The appellant asks the reader of it to tell Odera to arrange for Amayo to go with the appellant’s children and see that old man because it was vital that the money should all be found before the appellant goes to court. Kasera can trace Okiki by telephoning 794460 which is Okiki’s house number. Seline should be with them in the house at home here or .......

The corporal and other policemen went the appellant’s house in Woodley Estate, Nairobi and searched it but they found no trace of Kshs 210,000. Seline was there and she is the appellant’s wife. Kasera is a friend of the appellant’s family and he was found in the Nairobi offices of Special Branch.

The appellant pleaded not guilty on October 18 to the charge in the court of the senior resident magistrate.

When he was put on his defence on January 4, 1983 he chose to make an unsworn statement. He asserted that this money was given to him as a gift by the Mills’ Union members because he was the general secretary of the union and their dear friend.

Harambees were forbidden between January 11 and July 1 so he kept it in his safe from the greedy grasp of the Kisumu District Commissioner and Peter Anyumba. The Nyando Constituency Harambee meeting would probably have been graced by His Excellency the Vice-President in December 1982 but the appellant was detained by the CID ostensibly for calling and cancelling a strike at the Mills.

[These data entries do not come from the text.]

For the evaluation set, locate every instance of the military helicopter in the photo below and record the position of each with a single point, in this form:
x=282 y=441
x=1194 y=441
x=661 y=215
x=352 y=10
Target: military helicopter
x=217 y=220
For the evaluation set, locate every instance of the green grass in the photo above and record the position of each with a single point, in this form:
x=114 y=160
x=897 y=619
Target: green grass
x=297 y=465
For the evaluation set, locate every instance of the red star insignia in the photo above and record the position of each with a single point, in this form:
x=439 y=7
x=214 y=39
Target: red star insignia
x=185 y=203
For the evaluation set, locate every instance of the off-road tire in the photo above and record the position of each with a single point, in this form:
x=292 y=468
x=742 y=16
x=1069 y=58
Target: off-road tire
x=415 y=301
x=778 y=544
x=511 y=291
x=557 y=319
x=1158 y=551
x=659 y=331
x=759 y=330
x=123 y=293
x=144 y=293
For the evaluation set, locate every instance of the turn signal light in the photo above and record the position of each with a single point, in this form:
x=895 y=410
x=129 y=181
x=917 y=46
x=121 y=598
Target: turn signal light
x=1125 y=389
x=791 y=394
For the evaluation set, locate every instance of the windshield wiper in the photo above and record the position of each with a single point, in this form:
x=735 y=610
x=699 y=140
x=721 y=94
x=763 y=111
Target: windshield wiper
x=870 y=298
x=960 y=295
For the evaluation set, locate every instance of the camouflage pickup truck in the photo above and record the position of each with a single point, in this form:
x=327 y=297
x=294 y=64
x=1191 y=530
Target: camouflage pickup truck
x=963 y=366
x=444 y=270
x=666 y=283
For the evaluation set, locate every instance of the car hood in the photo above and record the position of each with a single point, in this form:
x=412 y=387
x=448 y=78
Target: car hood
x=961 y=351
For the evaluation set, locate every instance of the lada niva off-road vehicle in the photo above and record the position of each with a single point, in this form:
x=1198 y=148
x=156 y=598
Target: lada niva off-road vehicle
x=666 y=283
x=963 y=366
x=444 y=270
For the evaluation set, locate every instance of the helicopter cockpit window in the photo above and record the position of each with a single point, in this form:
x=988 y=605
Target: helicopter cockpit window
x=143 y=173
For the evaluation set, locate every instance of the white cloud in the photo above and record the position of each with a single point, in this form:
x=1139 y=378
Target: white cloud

S P Arap Kikwei had recorded his inquiry statement but I P Lutubula had decided to arrest and charge him. It was then that he said :

“Supporting the workers at Miwani had decided that this money [should] be contributed to Western Province, Taita, Othaya or anywhere [else] in the Republic would you go and arrest MPs of those areas?”

C I P Kaminda had recharged and cautioned him but he wanted to see his doctor first.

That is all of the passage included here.